Sans voir fait un décompte exact, la majorité doit être forte des images qui, certes, impressionnent, mais qu’on aimerait mieux ne pas voir : catastrophes naturelles, comme les incendies de Californie ou d’Australie, cyclone aux Bahamas, et plus nombreux encore, les conflits, les attaques terroristes, les manifs avec leurs heurts des forces de l’ordre, aux quatre coins du monde, Soudan, Syrie (et la misère des camps), Kenya, Hongkong, et j’en passe. Peut-être plus que ces accidents (au sens premier) qui font la une un temps plus ou moins court, trop long de toute façon, toutes les images qui font état d’un mal qui ne cessera plus, ne fera qu’empirer : des ours blancs qui risquent de perdre pied sur le reste de glace, un lac salé en Iran qui se dessèche (on notera qu’il faisait en surface deux fois le Luxembourg). À côté des hommes, que d’espèces animales mises à mal, les singes, les tigres, les lynx jusqu’en Espagne, et les pangolins, pauvres fourmiliers écailleux à qui on a trop vite fait endosser la saloperie virale.

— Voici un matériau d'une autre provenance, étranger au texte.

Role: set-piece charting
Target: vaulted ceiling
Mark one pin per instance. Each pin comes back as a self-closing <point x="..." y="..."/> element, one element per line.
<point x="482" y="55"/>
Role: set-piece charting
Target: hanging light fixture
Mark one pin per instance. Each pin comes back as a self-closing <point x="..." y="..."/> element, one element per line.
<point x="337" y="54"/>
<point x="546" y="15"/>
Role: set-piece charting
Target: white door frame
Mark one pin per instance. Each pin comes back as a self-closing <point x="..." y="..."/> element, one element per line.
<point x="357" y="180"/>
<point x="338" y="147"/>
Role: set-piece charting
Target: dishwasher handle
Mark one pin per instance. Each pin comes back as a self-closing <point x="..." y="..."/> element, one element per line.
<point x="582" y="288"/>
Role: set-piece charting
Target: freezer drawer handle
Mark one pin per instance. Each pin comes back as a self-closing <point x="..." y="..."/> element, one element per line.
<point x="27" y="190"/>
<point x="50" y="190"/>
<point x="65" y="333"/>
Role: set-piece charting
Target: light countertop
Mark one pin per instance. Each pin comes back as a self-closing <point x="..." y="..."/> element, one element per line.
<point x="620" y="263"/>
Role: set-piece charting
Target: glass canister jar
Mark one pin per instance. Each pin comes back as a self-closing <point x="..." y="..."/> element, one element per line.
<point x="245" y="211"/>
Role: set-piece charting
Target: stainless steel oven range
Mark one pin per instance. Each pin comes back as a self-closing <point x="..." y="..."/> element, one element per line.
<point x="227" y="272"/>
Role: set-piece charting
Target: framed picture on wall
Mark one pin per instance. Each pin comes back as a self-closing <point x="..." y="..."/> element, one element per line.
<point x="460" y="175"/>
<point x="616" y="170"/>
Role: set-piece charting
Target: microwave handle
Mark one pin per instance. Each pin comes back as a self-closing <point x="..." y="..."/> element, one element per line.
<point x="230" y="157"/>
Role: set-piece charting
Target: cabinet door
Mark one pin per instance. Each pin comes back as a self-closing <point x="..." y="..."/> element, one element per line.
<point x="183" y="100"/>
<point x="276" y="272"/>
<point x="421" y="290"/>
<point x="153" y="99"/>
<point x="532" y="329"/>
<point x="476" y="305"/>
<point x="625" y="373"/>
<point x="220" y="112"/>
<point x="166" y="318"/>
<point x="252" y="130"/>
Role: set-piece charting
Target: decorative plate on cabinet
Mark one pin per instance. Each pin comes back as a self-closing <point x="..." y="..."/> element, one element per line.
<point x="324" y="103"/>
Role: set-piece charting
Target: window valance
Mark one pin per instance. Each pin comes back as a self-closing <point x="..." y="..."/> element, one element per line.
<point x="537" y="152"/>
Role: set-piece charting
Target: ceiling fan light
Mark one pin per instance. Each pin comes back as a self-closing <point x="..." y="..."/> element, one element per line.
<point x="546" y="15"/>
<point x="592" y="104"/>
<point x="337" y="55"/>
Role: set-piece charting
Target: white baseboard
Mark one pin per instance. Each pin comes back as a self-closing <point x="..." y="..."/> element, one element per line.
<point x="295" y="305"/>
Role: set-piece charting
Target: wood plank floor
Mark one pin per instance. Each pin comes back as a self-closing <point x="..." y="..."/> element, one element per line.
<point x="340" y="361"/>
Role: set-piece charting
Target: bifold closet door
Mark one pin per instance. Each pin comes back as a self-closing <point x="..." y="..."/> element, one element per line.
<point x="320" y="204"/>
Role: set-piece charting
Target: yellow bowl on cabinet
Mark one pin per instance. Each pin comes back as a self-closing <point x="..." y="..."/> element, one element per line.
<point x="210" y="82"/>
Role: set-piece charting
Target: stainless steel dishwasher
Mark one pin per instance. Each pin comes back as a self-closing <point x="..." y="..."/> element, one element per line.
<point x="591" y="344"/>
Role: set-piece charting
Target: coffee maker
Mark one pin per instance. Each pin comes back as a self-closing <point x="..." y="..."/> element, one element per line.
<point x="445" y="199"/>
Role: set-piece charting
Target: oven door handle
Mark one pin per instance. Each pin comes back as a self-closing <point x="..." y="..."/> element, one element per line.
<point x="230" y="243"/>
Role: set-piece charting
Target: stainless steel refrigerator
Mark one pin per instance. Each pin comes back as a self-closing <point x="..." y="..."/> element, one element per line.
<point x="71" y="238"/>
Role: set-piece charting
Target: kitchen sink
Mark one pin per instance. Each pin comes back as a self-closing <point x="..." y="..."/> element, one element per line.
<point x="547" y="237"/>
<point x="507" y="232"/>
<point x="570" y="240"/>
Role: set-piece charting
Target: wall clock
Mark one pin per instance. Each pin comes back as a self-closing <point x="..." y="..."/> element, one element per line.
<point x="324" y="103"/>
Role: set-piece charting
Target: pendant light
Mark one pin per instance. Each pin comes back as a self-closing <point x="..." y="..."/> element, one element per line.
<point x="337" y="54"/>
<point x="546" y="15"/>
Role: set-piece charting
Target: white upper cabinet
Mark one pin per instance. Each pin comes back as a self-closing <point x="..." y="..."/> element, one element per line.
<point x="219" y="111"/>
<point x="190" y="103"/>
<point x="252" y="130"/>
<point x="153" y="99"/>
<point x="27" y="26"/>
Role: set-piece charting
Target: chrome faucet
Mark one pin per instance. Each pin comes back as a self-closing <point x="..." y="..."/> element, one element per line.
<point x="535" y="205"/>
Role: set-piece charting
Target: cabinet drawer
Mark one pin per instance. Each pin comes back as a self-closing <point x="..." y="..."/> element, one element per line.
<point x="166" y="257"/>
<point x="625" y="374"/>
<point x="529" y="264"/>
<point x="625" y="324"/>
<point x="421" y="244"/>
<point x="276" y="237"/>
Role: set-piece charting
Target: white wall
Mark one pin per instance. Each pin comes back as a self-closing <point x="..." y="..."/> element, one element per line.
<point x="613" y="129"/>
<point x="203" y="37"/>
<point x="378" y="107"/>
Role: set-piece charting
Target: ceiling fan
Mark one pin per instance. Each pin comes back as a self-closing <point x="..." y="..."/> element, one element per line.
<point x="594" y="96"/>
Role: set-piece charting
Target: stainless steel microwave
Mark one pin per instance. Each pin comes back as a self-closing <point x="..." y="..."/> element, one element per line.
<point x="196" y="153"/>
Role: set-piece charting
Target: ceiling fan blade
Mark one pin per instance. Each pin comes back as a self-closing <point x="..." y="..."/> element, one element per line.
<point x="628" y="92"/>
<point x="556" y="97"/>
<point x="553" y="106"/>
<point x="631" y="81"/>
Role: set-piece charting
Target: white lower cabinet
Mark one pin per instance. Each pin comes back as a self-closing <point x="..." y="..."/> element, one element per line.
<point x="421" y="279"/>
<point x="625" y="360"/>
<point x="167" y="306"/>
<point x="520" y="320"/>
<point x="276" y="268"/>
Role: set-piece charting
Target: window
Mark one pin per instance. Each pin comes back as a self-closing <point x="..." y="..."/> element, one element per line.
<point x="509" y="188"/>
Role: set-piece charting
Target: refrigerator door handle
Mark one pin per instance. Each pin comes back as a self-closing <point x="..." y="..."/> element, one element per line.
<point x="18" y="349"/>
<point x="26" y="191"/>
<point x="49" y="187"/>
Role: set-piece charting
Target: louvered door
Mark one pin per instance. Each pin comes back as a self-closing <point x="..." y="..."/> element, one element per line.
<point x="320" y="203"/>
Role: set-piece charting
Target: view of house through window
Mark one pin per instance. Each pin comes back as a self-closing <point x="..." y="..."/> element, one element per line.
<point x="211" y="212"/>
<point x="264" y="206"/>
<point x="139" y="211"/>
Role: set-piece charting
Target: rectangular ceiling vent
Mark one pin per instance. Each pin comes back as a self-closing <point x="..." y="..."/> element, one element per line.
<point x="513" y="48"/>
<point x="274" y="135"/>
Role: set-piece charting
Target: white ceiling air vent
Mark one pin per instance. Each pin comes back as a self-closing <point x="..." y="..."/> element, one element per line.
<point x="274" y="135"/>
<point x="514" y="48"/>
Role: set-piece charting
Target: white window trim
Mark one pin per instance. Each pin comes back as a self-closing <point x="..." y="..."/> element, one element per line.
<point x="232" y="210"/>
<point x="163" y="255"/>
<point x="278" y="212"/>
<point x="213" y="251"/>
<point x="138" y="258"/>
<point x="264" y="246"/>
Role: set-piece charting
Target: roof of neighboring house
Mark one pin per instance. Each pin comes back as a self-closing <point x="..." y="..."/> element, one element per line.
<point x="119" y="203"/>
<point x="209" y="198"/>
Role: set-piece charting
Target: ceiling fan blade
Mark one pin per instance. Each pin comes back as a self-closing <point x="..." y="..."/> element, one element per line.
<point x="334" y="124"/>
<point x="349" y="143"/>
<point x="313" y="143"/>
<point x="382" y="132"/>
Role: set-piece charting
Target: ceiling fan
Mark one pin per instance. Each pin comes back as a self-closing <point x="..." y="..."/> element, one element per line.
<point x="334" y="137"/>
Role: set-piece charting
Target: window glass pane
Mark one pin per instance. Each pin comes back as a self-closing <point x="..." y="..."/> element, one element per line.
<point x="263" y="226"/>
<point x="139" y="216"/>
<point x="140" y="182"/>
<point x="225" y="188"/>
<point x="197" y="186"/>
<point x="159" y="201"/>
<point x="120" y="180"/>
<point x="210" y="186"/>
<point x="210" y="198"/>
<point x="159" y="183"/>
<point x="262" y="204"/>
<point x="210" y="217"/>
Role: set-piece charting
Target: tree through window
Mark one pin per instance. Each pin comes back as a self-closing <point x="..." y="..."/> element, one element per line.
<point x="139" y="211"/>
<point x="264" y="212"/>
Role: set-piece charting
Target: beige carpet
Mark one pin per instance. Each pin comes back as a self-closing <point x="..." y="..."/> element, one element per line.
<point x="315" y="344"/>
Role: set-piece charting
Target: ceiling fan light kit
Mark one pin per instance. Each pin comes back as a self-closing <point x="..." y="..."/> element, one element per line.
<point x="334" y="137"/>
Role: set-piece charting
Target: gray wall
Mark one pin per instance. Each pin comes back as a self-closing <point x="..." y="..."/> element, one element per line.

On voit, pas de quoi se réjouir. Un peu de baume au cœur viendra des reporters sportifs. Pas tellement des photos montrant des supporteurs en liesse, où il est quelquefois difficile de faire la différence, entre les ultras torse nu, les bras levés ou écartés, et tels suprématistes américains non moins tatoués. Non, la préférence ira aux Gazelles, dans le nord du Bénin , jeunes femmes pratiquant le foot sur un terrain sans une touffe de gazon, ou ces messieurs âgés du Tokyo’s Fuwaku Rugby Club (le Japon a une population de plus de 65 ans à 28 pour cent).
Le concours de World Press Photo répartit les pièces qui participent en huit catégories, allant des actualités à l’environnement et au sport. L’éventail est large, en plus, il distingue les photos prises isolément, les « singles », et celles qui en nombre, les « stories », veulent nous en apprendre plus, et peuvent même être des « long-term projects » comme pour l’Algérie par Romain Laurendeau. Le métier le veut ainsi, de même sans doute l’attente des rédactions et les goûts du jury, les distinctions vont souvent à des photos montrant des groupes, des manifestants autour d’un leader, d’une égérie... Là, sur le travail du lauréat, Yasuyoshi Chiba, c’est un jeune Soudanais récitant de la poésie de protestation, éclairé par les portables de ses compagnons. Autre type de photo bienvenue, des témoignages de deuil, de douleur, de tristesse, comme cette mère et son fils revenant à l’endroit vide où s’était trouvée leur maison avant l’incendie.
Ces photos, en toute logique, ont besoin d’un contexte qu’on lira sur les panneaux. Ce n’est pas le cas des dessins de presse, et il arrive que des photos parlent d’elles-mêmes elles aussi : voilà le mur entre le président Trump et le Mexique des fils de fer barbelés qui s’enroulent à l’infini, une route parallèle, rien sur cette route, rien qu’un oiseau qui fait face. Formellement, c’est net, conceptuellement, c’est clair, c’est limpide. Rien à ajouter.
Une dernière remarque, en parallèle à l’exposition. Nos reporters photographes ont depuis peu une terrible concurrence, tous ces gens prêts à dégainer leur portable, vous avez vu les images de l’interpellation du producteur de musique parisien Michel Zecler, combien de fois la vidéo est passée à la télé. Ce qui a permis de qualifier l’événement d’agression et de déterminer les responsables. On attendra 2022 pour retrouver peut-être Bernie Sanders et ses moufles.